Actually, classical physics is also reversible, whether you're considering classical dynamics or considering it as the limit of quantum physics (which is reversible).
The means for neither classical nor quantum computers, there is no operation which, in isolation, deletes a bit (that is, takes a bit in state $0$ or $1$ and sends it to $0$ in either case). Instead, you need some environmental system, and you modify the environmental system reversibly.
For example, suppose your 0s and 1s are stored as different voltage levels. If you map $0\rightarrow 0$, nothing needs to happen; if you map $1\rightarrow 0$, then the extra voltage (i.e., electrical energy) needs to go somewhere. In practice that "somewhere" is the environment, as heat.
All of this implies that the environment basically "learns" the bits of your memory when you try to delete them. This fact has two consequences: (1) Landauer's law, and (2) quantum circuits (generally) need to be reversible.

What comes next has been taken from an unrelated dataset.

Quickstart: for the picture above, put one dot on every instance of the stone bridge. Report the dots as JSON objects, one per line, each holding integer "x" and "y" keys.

The reason this implies Landauer's law is that if you're uncertain about your computer's memory (is it a $1$ or a $0$ at the address you're deleting?) then that uncertainty gets pushed to the environment: after deleting, you know the computer has a $0$ but the environment either gained a bit of heat or not. Any increase in uncertainty about the environment translates to an increase in entropy, which translates to heat.
Since that's a complicated way to think about things, rather than model classical operations as reversible operations on the computer+environment, we model irreversible operations on just the computer and lump all environmental interactions as "heat".
(this is described in a slightly unusually way because I firmly believe probabilities are subjective, and thus so is entropy; consult other sources if you want an explanation in a different (and therefore wrong :P) perspective.)
The reason this forces quantum circuits to be reversible is that if the environment learns something about a quantum state, it "collapses" the quantum state (or in better interpretations, the environment becomes entangled with the computational state). This changes the quantum state and ruins your computation, therefore, you cannot let this happen. You need to ensure that the environment learns nothing about your quantum state, which means the quantum computer must genuinely stay isolated, and thus the operations you perform on it are reversible.
Why doesn't classical data worry about this? You can't collapse classical data!
As John Gardiner points out, many quantum computations do contain irreversible operations. In an error-correcting code, we are supposed to measure error syndromes all the time. Error-correcting codes are carefully designed so that this measurement tells us only about the errors that happened, and nothing about the computational state itself. Here, as in classical computations, Landauer's law would apply.